The aforementioned ridges of the modified latch sub 80' are of the similar
size,
shape and spacing as those of the latch sub 80 shown in Figures 2 and 3.
However, the
axial force required to pass the mandrel 34 downhole (and thereby activate the
swivel
joint assembly) may be reduced by retaining the latch member 84' in a more
uphole
position within the latch sub housing. In this way, the latch member 84' is
located in a
region where the radial dimension of the annulus between the latch sub housing
and the
mandrel 34 is increased.
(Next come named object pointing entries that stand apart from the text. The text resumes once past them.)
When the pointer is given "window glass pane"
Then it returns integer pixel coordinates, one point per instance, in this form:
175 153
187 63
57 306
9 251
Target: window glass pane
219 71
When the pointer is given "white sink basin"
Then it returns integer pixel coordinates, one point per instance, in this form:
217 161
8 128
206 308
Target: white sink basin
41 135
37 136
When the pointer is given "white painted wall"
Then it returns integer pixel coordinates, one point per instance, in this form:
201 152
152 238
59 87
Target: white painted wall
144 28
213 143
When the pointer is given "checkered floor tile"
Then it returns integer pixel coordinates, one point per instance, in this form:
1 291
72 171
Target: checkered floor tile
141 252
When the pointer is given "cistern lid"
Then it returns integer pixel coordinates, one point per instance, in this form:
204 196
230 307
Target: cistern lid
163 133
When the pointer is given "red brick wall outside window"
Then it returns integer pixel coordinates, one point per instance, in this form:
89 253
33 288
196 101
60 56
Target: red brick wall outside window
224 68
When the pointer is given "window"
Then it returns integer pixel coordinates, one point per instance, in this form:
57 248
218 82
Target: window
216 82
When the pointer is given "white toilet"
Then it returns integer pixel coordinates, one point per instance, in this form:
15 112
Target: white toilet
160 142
The latch member 84' is therefore provided with
increased room
for radial expansion and, accordingly, may be radially expanded more readily
upon the
application of downhole axial force to the mandrel 34. The axial position of
the latch
member 84' may be altered through use of a control ring 130 located downhole
of the
latch member 84'. The axial position of the control ring 130 is maintained by
means of a
pin 132 radially extending from the housing of the latch sub 80' into a
control groove
provided in the ring 130. The axial position of the latch member 84' may be
adjusted by
selecting an appropriately sized ring 130 on assembly of the latch sub 80' or
by rotating
the ring 130 so as to locate the pin 132 in a different part of the ring
control groove and
thereby displacing the ring 130 uphole or downhole.
The present invention is not limited to the specific embodiments described
above.
Alternative arrangements will be apparent to a reader skilled in the art. For
example, the
invention is not limited to the two sizes of wellbore casing referred to
above. The
embodiments described above can be readily modified for use with casing
diameters
different to those specifically mentioned herein.